BIOLOGY by Miller & Levine, page 298:  "Kettlewell found that in unpolluted areas, more of his light-colored moths had survived. In soot-blacked areas, more of the dark-colored moths had survived. Thus Kettlewell showed that in each environment the moths that were better camouflaged had the higher survival rate. It was logical to conclude that when soot darkened the tree trunks in the area, natural selection caused the dark-colored moths to become more common. Today Kettlewell's work is considered to be a classic demonstration of natural selection in action."

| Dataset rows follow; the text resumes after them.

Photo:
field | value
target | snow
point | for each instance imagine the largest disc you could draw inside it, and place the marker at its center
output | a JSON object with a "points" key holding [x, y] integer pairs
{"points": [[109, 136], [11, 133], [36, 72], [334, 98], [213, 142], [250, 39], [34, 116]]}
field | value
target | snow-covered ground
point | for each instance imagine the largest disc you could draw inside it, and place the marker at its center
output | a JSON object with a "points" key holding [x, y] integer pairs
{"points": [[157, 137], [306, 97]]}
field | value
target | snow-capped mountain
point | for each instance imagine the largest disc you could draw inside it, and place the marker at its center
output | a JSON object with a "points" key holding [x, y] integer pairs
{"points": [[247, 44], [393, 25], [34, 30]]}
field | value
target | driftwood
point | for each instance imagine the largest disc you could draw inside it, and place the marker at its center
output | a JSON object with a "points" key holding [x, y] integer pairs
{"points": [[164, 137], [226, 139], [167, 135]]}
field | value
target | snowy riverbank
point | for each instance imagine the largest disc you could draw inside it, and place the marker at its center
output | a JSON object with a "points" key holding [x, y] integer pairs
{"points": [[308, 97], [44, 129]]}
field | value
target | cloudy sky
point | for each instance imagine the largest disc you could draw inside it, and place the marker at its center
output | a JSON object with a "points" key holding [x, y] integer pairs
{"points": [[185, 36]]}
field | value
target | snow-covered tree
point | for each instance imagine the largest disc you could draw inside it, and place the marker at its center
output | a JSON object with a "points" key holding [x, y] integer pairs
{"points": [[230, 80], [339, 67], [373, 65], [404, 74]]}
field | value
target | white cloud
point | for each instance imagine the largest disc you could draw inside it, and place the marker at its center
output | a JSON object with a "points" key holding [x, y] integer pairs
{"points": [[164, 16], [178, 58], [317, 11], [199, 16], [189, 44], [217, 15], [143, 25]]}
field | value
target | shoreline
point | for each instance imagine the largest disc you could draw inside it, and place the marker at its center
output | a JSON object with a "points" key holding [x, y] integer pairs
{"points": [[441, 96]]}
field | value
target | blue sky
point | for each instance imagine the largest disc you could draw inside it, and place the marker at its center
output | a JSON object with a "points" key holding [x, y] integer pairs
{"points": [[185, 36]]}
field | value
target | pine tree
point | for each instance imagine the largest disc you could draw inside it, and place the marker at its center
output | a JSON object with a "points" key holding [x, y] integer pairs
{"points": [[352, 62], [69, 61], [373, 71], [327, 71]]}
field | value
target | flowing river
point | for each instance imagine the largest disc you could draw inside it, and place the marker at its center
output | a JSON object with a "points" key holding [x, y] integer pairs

However, in 1998, Michael E. N. Majerus of the Department of Genetics at the University of Cambridge carefully re-examined Kettlewell's studies, as well as many others that have since appeared. What he reported, first of all, was that Kettlewell's experiments, indicating that moth survival depends upon color-related camouflage, were generally correct: " Differential bird predation of the typica and carbonaria forms, in habitats affected by industrial pollution to different degrees, is the primary influence on the evolution of melanism in the peppered moth." (P. 116, Melanism - Evolution in Action, M. E. N. Majerus, Oxford University Press, New York, 1998).

However, Maj erus also discovered that many of Kettlewell's experiments didn't really test the elements of the story as well as they should have. For example, in testing how likely light and dark moths were to be eaten, he placed moths on the sides of tree trunks, a place where they rarely perch in nature. He also records how well camouflaged the moths seemed to be by visual inspection. This might have seemed like a good idea at the time, but since his work it has become clear that birds see ultraviolet much better than we do, and therefore what seems well-camouflaged to the human eye may not be to a bird. In addition, neither Kettlewell nor those who checked his work were able to compensate for the degree to which migration of moths from surrounding areas might have affected the actual numbers of light and dark moths he counted in various regions of the countryside.

These criticisms have led some critics of evolution to charge that the peppered moth story is "faked," or is "known to be wrong."

Neither is true. In fact, the basic elements of the peppered moth story are quite correct. The population of dark moths rose and fell in parallel to industrial pollution, and the percentage of dark moths in the population was clearly highest in regions of the countryside that were most polluted. As Majerus, the principal scientific critic of Kettlewell's work wrote, "My view of the rise and fall of the melanic form of the peppered moth is that differential bird predation in more or less polluted regions, together with migration, are primarily responsible, almost to the exclusion of other factors." (p. 155).

So, what's going on here?

Well, the best way to put it is that what we are seeing is the scientific process at its best. Majerus and other ecologists have carefully examined the details of Kettlewell's work and found them to be lacking. As Majerus explains, to be absolutely certain of exactly how natural selection produced the rise and fall of the carbonaria form, we need better experiments to show that birds (in a natural environment) really do respond to camouflage in the ways we have presumed, that the primary reason the dark moths did better in polluted areas was because of camouflage (and not other factors like behavior), and that migration rates of moths from the surrounding countryside are not so great that they overwhelm the influence of selection in local regions by birds. Until these studies are done, the peppered moth story will be incomplete. Not wrong, but incomplete.

What we do know is that the rise and fall of dark-colored moths, a phenomenon known as "industrial melanism," remains a striking and persuasive example of natural selection in action. What we have to be cautious about is attributing 100% of the work of natural selection in this case to the camouflage of the moths and their direct visibility to birds.